Advent and Christmas Carol Services
For many, the real start of Christmas is the Service of Nine Lessons and Carols from Kings College, Cambridge, broadcast to the world by the BBC. This service was devised by Archbishop Benson when he was Bishop of Truro for use in that Cathedral, and was only later simplified and modified for use at Cambridge in 1918 by the then Dean, the Very Reverend Eric Milner-White.
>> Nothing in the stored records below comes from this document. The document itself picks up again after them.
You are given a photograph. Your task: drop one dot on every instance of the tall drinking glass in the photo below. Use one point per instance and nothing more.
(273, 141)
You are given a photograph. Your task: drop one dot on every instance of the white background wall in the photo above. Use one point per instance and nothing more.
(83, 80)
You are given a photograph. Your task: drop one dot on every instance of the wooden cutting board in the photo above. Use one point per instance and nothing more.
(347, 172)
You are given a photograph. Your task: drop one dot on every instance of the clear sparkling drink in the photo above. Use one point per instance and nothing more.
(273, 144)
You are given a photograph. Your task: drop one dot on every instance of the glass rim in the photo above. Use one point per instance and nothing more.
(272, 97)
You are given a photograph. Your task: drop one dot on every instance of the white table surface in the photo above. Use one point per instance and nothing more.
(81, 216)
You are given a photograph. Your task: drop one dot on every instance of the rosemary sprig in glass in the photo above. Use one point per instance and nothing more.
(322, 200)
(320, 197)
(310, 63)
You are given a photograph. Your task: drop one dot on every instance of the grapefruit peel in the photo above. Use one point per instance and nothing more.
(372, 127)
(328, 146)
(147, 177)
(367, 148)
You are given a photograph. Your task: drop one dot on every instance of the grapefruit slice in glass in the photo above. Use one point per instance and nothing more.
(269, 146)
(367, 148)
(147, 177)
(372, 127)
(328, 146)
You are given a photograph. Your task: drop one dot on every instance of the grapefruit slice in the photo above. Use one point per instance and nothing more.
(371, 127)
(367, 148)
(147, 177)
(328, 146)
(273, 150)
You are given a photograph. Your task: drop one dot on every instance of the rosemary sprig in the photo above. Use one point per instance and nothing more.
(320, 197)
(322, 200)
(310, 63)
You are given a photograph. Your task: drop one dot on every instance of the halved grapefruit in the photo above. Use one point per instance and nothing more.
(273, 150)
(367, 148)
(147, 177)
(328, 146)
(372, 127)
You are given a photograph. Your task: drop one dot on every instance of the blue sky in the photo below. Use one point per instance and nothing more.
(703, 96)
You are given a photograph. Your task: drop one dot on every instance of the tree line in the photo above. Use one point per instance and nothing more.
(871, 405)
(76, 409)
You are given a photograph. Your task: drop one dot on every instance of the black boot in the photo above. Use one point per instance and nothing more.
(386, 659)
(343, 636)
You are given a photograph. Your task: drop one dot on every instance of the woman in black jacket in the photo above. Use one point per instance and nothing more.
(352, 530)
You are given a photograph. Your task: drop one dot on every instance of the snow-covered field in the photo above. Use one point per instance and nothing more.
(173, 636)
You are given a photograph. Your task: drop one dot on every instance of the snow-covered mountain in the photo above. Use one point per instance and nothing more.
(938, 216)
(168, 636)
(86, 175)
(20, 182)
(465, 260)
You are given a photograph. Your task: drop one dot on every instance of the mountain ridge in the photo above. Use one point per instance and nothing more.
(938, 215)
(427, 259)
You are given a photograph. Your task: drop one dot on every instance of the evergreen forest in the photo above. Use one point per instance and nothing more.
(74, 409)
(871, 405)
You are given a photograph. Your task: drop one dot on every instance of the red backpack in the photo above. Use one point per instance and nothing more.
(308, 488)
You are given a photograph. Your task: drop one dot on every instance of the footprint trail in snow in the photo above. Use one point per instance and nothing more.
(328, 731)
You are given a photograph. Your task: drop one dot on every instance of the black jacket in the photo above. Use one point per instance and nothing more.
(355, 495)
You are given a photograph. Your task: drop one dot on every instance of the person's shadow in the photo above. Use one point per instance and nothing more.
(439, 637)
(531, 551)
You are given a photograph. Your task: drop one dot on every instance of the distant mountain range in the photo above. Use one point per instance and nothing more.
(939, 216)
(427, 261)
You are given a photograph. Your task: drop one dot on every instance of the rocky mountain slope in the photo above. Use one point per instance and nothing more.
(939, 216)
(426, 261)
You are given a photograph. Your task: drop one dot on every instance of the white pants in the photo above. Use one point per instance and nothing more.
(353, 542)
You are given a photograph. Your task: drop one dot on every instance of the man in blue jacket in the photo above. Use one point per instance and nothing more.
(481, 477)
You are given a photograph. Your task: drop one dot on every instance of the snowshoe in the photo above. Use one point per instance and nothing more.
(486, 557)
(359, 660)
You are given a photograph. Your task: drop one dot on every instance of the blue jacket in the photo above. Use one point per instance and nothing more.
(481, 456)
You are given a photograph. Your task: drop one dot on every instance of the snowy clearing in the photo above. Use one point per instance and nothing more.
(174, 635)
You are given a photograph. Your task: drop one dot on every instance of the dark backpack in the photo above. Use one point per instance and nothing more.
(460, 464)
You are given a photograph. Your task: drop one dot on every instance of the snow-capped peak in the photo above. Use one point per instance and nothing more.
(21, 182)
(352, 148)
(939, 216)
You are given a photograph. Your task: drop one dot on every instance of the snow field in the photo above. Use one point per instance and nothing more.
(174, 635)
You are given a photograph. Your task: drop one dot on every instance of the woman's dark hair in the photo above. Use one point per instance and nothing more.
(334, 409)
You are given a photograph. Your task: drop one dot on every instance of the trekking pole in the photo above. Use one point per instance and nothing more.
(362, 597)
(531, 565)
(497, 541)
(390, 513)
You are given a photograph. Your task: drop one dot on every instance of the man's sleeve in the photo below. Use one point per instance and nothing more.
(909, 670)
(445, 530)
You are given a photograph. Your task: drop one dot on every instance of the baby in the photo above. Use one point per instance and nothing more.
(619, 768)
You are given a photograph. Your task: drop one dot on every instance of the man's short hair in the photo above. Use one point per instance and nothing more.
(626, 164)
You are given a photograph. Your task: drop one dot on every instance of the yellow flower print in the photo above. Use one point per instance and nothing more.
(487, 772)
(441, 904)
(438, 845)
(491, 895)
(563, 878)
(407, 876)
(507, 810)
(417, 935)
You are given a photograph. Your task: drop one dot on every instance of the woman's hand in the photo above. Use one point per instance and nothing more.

In 1934, Dean White composed a further service, A procession with Carols upon Advent Sunday. In the preface to this new service, White expressed his concern for more imaginative forms of worship. He wrote: In the old English liturgies, the Advent Offices made a preparation for the coming of our Lord to this earth far more vivid and eager than those of our present Prayer book. So an Advent Carol Service, if without precedent, is not without suitability, if it helps to express "the desire of all nations and ages". The purpose of the Service was "not to celebrate Christmas, but to expect it".
In the Christmas Eve service, the lessons form the framework, which is followed by the carols, while in the Advent service many of the texts are set to music and contribute themselves to the basic form. The Advent Service is also broadcast, and the BBC have shared the honour of this by regularly broadcasting this service from the Chapel of St Johns College, Cambridge.